Comment réparer la Syrie

Après des années de guerre civile et une dictature sanguinaire, la tâche du nouveau pouvoir à Damas pour maintenir la paix et reconstruire un Etat détruit est immense.
A Douma, dans la région de la Ghouta, victime d'une attaque chimique en 2018 par le régime de Bachar al-Assad, le 7 avril 2025. (Omar Sanadiki/AP)

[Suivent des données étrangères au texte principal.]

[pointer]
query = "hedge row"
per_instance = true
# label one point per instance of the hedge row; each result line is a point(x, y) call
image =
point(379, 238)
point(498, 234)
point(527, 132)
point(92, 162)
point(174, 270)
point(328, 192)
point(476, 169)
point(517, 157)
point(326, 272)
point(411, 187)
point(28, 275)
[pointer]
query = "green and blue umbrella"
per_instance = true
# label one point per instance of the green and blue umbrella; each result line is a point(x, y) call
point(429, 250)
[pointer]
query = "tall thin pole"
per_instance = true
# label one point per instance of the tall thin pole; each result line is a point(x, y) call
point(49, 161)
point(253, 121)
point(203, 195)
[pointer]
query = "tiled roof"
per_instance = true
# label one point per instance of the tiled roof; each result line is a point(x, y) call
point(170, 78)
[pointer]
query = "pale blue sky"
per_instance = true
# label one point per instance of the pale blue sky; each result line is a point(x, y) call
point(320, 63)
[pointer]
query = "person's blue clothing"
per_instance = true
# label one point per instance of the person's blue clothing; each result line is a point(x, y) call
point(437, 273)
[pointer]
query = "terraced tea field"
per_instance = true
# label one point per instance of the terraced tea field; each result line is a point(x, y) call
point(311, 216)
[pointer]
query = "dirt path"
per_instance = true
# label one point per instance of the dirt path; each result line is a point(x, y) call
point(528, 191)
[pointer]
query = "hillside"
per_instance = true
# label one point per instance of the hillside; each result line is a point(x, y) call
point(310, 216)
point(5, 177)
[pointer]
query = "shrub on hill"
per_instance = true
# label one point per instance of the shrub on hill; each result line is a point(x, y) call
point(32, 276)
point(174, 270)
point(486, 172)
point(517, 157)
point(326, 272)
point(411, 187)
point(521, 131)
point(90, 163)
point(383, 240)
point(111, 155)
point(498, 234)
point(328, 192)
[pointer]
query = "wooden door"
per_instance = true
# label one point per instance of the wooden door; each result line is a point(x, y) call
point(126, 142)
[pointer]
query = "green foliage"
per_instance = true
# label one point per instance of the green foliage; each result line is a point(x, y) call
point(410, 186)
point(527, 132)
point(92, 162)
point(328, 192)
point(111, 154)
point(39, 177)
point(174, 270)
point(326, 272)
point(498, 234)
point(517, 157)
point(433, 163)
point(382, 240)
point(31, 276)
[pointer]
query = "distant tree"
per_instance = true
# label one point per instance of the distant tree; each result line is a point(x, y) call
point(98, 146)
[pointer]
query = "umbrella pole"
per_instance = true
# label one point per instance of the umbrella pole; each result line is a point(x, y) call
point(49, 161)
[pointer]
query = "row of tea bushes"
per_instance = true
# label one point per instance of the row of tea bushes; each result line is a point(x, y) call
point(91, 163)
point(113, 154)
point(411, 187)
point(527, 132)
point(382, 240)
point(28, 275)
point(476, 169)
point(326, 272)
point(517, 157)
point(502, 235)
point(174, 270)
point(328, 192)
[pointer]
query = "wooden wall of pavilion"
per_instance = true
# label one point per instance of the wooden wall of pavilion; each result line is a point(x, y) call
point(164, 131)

publié le 28 avril 2025 à 20h48

Près de cinq mois après la chute de Bachar al-Assad, la Syrie tente toujours de surmonter quatorze ans de guerre civile et cinq décennies d’incurie et de corruption d’un régime dictatorial prêt à tout, jusqu’à massacrer son propre peuple, pour garder le pouvoir. Et ce n’est pas facile. Le nouvel homme fort du pays, le salafiste Ahmed al-Charaa, a d’abord dû montrer qu’il avait réellement rompu avec les groupes jihadistes dont il était issu. Changeant d’allure et même de nom. Pour être accepté des Occidentaux et obtenir ainsi la levée de leurs sanctions, il a dû se montrer un minimum «inclusif» dans la composition de son gouvernement, y incluant notamment une femme chrétienne, démocrate et féministe ainsi que divers représentants kurde ou alaouite. Cela suffira-t-il pour maintenir l’unité du pays ? Rien n’est sûr. Les proches du Président conservent les postes essentiels, et surtout la communauté alaouite, dont était issue la famille Assad, redoute de nouvelles envies de vengeance depuis le massacre dont elle a été l’objet en mars dans la région de Homs par des groupes d’hommes se réclamant des nouvelles autorités. Protégés pendant des décennies par la famille au pouvoir, les alaouites sont dangereusement exposés aux envies de représailles et il faudra du temps avant de voir retomber la haine suscitée par leur proximité passée avec Assad. Surtout si de nouvelles tueries viennent alimenter le cycle de la violence. Si elle veut donner à ce pays ruiné, pillé, détruit, divisé une chance de se relever et de se reconstruire, la communauté internationale a tout intérêt à aider les Syriens à se fabriquer un horizon et un but communs. De premiers pas ont été faits mais ils ne sont pas suffisants. Pris en étau entre les Israéliens, au sud, qui profitent de la situation pour grignoter du territoire, et les Turcs au nord qui entendent bien se voir récompenser pour l’aide apportée lors de sa prise de pouvoir, Ahmed al-Charaa n’a pas droit à l’erreur.